Dans un entretien avec Mathieu Plésiat, qui vient de terminer une thèse de sociologie consacrée aux Roms, Radio Prague a cherché à comprendre la situation des Roms. D’après ce chercheur en sciences sociales, il faut remonter cinq siècles en arrière pour expliquer la situation des Roms, au moment où commencent les persécutions contre les Tsiganes : les Etats européens n’ont pas réussi à accepter l’existence de groupes nomades avec des traits culturels propres. Au contraire, ces Etats ont sans cesse nié ces groupes tsiganes et les ont considérés comme un problème à « résoudre », voire à éliminer. Pour Mathieu Plésiat, ce sont ces persécutions qui forment la base de l’identité des Roms :

« Les Roms forment un groupe de personnes qui ont subi des discriminations depuis cinq siècles en Europe et je pense que c’est le fruit de cette perpétuelle négation de la part des pouvoirs publics qui fait que le Rom existe en tant quel tel, en tant que groupe. Certes, les linguistes ont trouvé dès le XVIIIe siècle des origines indiennes, mais je crois que ce qu’il y a de plus pertinent est cette forme d’adaptation aux formes d’exclusion. On peut dire qu’il a toujours existé une « question tsigane » qui a été formulée aux XVIe et VXIIe siècles, à peu près au même moment dans les Etats européens. C’était la question de groupes de familles nomades, qui ne se confondaient pas avec des vagabonds, et cette question posait problème aux pouvoirs publics. C’est à partir de ce moment-là que des politiques se sont mises en place pour essayer de « résoudre le problème tsigane ». Les Tsiganes ont toujours été au cœur des préoccupations des différents régimes et les politiques ont varié toujours sur le même thème, celui de la négation des populations tsiganes. La question des Roms, « la minorité Roms », est apparue réellement à partir des années 90, en raison de nouvelles conditions démocratiques, aussi en opposition au modèle assimilationniste communiste, c’est-à-dire qu’on a valorisé dans les années 90 une politique d’intégration de groupe, multiculturaliste. »

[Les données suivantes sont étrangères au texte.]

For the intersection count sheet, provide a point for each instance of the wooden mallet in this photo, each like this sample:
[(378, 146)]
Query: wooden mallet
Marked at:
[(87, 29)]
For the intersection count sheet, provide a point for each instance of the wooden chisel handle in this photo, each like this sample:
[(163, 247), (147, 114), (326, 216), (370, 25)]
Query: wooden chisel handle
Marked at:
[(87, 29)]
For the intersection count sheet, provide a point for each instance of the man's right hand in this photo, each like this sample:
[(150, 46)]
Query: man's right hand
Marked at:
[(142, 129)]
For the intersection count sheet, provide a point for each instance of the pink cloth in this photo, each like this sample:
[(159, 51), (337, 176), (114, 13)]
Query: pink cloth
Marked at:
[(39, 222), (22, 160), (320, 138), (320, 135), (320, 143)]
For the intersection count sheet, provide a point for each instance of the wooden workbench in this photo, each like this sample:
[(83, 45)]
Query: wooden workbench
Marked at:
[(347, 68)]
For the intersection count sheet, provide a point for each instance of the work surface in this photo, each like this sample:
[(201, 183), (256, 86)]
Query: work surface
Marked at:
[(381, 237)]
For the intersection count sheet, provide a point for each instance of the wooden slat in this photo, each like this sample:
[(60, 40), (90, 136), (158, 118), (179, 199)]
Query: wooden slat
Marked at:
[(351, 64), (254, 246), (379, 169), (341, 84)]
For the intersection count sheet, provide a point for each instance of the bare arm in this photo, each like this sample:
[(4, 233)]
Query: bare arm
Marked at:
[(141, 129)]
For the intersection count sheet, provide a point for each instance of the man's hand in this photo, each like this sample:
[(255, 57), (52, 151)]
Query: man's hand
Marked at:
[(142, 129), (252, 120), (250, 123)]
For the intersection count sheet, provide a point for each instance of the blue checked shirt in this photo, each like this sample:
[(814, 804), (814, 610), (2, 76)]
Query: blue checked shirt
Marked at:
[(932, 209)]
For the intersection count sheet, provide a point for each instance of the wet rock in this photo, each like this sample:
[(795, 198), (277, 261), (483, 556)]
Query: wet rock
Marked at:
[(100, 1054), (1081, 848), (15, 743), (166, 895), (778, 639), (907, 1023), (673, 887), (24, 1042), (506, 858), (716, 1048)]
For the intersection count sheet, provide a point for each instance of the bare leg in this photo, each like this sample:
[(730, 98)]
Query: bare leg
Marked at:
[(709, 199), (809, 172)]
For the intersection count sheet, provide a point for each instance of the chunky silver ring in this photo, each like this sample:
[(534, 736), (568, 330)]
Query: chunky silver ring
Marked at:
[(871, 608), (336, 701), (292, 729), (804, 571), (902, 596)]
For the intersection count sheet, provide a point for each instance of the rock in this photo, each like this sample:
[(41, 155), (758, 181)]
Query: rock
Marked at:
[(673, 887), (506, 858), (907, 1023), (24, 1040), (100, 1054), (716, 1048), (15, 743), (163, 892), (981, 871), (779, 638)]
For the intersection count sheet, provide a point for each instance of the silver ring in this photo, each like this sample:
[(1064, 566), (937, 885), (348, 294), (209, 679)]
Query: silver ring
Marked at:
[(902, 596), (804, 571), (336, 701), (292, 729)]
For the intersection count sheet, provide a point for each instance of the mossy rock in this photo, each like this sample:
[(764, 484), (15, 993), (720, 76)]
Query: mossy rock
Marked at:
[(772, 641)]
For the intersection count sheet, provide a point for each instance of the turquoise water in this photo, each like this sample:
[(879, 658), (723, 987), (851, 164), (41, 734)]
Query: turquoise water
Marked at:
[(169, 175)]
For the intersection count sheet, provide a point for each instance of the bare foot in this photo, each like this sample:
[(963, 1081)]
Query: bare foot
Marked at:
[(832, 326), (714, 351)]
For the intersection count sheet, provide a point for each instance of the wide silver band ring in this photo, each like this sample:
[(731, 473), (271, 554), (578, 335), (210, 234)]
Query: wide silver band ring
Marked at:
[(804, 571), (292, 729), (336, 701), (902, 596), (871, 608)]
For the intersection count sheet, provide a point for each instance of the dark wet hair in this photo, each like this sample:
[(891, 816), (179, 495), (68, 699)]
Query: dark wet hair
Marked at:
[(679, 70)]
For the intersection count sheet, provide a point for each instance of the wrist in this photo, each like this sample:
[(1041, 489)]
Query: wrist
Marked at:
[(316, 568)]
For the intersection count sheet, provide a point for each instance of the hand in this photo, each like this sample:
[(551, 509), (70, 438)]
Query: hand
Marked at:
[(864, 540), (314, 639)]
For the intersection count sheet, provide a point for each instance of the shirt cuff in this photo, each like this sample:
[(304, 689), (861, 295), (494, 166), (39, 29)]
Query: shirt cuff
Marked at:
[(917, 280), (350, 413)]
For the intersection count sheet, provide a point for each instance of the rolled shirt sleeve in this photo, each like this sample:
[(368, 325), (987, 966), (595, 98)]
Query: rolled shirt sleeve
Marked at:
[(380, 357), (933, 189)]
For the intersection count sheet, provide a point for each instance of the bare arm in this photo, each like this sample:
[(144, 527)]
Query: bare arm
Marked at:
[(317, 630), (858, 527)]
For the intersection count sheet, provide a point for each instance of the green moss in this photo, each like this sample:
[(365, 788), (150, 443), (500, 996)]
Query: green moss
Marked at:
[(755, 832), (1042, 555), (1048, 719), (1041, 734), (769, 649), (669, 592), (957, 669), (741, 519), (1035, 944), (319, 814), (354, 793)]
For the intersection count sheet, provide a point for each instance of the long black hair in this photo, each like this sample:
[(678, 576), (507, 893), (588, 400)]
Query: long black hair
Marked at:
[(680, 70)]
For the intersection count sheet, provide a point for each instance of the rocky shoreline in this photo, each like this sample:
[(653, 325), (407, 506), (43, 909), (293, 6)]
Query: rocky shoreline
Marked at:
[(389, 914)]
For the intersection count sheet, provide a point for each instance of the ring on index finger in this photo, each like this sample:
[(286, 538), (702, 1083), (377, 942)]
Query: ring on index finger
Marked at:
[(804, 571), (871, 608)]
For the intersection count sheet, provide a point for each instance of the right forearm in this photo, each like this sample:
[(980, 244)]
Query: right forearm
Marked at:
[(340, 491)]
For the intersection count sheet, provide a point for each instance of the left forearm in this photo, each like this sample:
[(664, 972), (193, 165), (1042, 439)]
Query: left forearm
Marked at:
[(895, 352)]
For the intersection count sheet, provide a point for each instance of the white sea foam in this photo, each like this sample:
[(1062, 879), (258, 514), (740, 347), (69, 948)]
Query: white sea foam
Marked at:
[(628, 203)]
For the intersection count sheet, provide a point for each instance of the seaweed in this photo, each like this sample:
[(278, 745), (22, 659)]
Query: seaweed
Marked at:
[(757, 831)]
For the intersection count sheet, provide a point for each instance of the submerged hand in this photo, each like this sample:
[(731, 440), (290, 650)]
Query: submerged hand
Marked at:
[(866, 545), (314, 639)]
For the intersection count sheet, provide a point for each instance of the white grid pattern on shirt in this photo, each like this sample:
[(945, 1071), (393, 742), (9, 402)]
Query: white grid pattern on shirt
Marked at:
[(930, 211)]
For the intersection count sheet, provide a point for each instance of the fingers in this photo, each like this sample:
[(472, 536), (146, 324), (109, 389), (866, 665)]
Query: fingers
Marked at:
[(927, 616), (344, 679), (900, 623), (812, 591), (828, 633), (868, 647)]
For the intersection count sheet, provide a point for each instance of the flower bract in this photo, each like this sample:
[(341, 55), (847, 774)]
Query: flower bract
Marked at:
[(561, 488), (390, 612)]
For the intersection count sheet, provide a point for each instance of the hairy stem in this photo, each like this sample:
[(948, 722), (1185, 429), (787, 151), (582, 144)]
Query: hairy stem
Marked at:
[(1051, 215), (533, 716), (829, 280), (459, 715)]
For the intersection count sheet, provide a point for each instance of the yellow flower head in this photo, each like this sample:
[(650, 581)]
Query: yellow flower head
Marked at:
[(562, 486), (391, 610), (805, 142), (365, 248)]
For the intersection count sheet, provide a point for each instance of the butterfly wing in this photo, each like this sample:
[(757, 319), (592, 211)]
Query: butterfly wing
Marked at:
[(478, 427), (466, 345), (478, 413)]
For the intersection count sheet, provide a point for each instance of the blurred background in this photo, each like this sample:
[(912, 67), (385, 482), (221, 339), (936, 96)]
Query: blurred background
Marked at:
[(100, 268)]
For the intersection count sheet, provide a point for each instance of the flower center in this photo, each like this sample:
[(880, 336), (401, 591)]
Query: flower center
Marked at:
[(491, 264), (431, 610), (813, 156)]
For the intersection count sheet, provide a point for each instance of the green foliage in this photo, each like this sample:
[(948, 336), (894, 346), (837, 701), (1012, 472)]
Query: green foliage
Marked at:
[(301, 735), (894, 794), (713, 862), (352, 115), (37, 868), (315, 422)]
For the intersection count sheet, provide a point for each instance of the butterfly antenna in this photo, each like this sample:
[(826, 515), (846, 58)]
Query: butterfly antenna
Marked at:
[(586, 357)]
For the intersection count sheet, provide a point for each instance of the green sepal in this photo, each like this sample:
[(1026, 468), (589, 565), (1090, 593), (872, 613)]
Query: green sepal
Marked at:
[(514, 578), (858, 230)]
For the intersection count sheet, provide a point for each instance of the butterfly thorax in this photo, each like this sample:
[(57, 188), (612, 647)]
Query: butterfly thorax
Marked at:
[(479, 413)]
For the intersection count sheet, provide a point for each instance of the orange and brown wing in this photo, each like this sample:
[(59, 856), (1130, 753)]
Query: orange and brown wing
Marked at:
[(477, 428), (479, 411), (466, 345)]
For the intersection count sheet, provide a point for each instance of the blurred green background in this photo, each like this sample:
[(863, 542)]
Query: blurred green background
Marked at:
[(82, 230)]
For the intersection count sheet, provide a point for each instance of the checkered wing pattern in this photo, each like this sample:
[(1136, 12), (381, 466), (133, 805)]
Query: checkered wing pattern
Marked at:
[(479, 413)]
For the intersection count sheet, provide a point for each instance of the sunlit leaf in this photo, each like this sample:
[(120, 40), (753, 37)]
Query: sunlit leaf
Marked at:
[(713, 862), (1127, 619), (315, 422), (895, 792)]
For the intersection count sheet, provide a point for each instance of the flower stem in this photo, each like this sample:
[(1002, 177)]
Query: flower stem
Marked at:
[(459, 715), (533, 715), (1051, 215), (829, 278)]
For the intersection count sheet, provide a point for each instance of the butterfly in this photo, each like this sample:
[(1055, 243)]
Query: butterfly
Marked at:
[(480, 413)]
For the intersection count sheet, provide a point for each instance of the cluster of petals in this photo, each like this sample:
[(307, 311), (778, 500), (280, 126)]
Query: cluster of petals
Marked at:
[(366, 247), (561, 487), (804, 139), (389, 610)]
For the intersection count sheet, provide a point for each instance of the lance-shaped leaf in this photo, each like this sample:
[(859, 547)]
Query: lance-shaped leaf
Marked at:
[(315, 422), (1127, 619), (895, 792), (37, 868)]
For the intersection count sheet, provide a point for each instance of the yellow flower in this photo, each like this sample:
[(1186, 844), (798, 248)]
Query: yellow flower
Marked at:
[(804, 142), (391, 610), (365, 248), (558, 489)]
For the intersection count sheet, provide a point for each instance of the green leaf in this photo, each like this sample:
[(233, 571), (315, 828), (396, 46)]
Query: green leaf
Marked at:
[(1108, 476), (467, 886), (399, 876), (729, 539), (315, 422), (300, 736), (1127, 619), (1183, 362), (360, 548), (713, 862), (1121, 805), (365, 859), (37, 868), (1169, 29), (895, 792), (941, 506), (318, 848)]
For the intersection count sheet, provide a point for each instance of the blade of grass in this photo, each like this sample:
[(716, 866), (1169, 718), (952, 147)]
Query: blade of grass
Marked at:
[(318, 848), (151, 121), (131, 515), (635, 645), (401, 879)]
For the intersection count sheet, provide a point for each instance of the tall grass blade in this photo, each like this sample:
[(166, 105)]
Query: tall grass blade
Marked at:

Comme le montrent les événements récents survenus en Bohême, les Roms semblent souffrir de racismes, de discriminations et de préjugés importants ?

« Les Tsiganes, en effet, jouent le rôle de bouc émissaire parfait, ils représentent l’étranger absolu. Les mots les plus bruts et les plus crus pour parler des Tsiganes sont souvent ceux de « parasite », que j’ai pu aussi entendre en France ou en Espagne pour parler des « gitans » : en République Tchèque, ils symbolisent vraiment l’étranger absolu, celui qui vient, qui prend, qui profite et qui souille. Les Tsiganes font l’objet de racisme et de xénophobie parce qu’ils sont parfaitement utilisés dans le discours de l’extrême droite qui utilise le thème de l’altération de l’identité, de l’unité, une sorte de pureté. C’est l’essence du discours d’extrême-droite de parler d’altération. Dans les discours d’extrême-droite, on voit souvent que les Tsiganes sont présentés comme des immigrés inadaptables, comme des parasites qui viennent et qui prennent. Les Tsiganes cristallisent le ressentiment des gens, ressentiment qu’instrumentalise à souhait le discours d’extrême droite ».